MYRTLE BEACH, S.C. (WMBF) – The Myrtle Beach Jazz Festival made its way back to the Grand Strand on Friday, after being one of many events canceled last year due to COVID-19.
The three-day event is taking place on Carver Street in Myrtle Beach just outside of Charlie’s Place.
Mickey James, one of the event’s organizers, said holding off on last year’s festival was a difficult decision.
“It was really rough, I hated it but the disease was so bad,” he said.
James explained that the process of getting the festival back up and running this year was a lot of work, which included getting the sponsors and vendors back on board.
However, he said it’s all worth it because he’s expecting a huge turnout of up to 8,000 people to attend this year.
James said while many people are excited to get back out and enjoy the live music, they’ll also have an opportunity to support even more local businesses as more than 20 vendors are participating.
That’s more than double compared to years past.

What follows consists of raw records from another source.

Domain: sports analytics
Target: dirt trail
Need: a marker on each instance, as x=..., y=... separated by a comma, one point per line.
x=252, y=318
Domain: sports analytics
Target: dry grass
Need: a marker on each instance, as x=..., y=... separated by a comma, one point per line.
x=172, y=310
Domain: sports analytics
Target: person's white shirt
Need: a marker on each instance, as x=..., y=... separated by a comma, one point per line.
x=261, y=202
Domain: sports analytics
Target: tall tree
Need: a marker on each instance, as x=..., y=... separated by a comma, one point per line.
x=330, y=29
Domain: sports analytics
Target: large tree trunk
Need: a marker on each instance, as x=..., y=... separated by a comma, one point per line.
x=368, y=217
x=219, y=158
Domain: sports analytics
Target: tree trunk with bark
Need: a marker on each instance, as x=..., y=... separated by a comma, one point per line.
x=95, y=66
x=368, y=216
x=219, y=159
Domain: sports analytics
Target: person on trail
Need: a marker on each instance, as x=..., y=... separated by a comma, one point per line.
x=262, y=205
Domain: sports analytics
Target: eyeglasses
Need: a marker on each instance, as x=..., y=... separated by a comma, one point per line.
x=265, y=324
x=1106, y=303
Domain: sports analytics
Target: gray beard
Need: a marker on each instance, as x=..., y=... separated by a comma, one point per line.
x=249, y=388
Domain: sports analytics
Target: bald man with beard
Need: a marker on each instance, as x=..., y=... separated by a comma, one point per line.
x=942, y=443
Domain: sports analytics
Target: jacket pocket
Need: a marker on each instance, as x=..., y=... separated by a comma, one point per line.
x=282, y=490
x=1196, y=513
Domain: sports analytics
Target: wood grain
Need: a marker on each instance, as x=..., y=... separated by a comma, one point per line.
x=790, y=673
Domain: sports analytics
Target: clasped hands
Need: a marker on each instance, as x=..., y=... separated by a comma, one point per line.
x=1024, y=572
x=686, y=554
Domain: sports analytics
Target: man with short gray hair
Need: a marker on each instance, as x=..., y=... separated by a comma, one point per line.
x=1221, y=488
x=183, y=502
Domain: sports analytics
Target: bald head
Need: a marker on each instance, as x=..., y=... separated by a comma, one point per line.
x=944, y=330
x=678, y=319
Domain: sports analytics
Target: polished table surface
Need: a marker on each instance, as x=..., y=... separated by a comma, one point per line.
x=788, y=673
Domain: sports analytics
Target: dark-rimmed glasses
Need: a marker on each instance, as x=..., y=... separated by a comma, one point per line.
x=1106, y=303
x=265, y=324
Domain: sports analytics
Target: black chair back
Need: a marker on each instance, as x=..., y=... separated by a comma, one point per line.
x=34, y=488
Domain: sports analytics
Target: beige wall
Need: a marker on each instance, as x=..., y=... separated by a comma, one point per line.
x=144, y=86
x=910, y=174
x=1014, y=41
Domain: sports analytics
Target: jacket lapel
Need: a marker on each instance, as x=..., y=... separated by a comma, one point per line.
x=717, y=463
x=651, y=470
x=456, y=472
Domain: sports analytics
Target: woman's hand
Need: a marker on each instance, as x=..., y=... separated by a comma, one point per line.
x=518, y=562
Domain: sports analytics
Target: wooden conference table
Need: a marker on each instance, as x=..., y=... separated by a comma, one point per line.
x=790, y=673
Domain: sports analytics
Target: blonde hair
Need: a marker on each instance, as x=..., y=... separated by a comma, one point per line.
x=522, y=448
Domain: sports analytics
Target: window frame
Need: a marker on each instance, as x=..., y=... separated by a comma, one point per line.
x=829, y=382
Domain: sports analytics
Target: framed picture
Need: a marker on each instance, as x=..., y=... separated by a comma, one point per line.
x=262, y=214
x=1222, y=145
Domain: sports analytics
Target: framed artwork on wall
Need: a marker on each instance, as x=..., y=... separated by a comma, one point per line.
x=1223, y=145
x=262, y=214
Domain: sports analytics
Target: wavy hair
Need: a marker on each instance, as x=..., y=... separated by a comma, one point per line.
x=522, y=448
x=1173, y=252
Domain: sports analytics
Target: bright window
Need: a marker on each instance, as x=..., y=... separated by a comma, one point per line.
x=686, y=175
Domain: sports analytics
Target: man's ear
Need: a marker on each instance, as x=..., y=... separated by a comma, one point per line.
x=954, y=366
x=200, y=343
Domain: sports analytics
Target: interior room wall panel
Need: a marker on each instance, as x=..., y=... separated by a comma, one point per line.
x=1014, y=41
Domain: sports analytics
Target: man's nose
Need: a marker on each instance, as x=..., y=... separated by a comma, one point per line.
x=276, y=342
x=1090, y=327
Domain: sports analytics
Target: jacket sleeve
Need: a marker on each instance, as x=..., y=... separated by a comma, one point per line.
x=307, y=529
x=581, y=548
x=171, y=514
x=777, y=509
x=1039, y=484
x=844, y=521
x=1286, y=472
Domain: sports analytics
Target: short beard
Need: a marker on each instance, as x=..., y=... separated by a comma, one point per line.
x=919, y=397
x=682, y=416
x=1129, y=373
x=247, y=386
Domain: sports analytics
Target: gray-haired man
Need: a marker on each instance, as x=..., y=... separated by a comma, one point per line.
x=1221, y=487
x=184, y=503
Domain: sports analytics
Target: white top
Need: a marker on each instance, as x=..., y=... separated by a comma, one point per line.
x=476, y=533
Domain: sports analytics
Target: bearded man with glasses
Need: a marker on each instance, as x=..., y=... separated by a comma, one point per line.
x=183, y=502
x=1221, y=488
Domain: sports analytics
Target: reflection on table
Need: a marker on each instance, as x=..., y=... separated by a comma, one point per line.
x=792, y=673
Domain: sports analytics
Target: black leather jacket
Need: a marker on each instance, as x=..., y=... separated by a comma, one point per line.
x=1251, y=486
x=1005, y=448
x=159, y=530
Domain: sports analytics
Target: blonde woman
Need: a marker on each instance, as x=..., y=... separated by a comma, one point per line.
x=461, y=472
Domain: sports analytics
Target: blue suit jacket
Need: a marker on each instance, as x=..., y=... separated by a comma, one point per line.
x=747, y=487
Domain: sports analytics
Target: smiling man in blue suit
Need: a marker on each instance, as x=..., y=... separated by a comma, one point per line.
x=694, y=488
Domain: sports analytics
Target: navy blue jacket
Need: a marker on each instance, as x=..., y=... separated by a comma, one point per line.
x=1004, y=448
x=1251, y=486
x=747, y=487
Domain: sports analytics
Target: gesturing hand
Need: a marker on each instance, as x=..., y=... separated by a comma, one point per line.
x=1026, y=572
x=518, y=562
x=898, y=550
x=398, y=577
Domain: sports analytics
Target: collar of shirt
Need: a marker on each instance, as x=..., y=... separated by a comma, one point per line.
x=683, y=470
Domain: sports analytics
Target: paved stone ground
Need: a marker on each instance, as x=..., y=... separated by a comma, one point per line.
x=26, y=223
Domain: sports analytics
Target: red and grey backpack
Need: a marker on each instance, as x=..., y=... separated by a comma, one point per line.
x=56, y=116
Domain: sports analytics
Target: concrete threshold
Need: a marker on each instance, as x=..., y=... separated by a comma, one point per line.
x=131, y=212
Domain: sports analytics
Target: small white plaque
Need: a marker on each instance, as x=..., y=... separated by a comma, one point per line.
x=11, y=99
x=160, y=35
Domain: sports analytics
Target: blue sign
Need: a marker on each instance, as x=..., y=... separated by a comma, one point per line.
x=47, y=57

“Economically, a lot of people are having a difficult time financially,” he said. “This brings in more economic development in our community, and also for Myrtle Beach, particularly to the vendors.”
Iniki’s Creations Cakes & Treats is one of the vendors at the jazz festival. Isiah Vereen’s daughter owns the business and says the family does all they can to help out and support her with it flourishing.
It’s also the first time they’re participating at the festival, and Vereen says events like this are one reason business has been good this year.
“Based on last year with the COVID, it kind of set us back pretty bad,” Vereen said. “Overall, it comes back with a brighter and better year this year, I’m excited.”
Vonda Johnson, owner of AS&J Fashion, said this is also her first time being set up at the festival. She also explained how important it is for the community to offer these types of events, giving residents and opportunity to support shops in their neighborhoods.
“Let’s support our local businesses. Let’s get out and support each other,” Johnson said. “It’s so important that we continue this going on.”
The jazz festival also brought out some familiar faces, including “Vee’s Wings and Things” Owners Veronica and Byron Gilliard said business has been good this ear, but they’re happy to see more benefiting from the return of live events.
“It’s a lot of people’s livelihood,” Byron said. “Fortunately for us, it’s not our livelihood but it’s very important to have stuff like this.”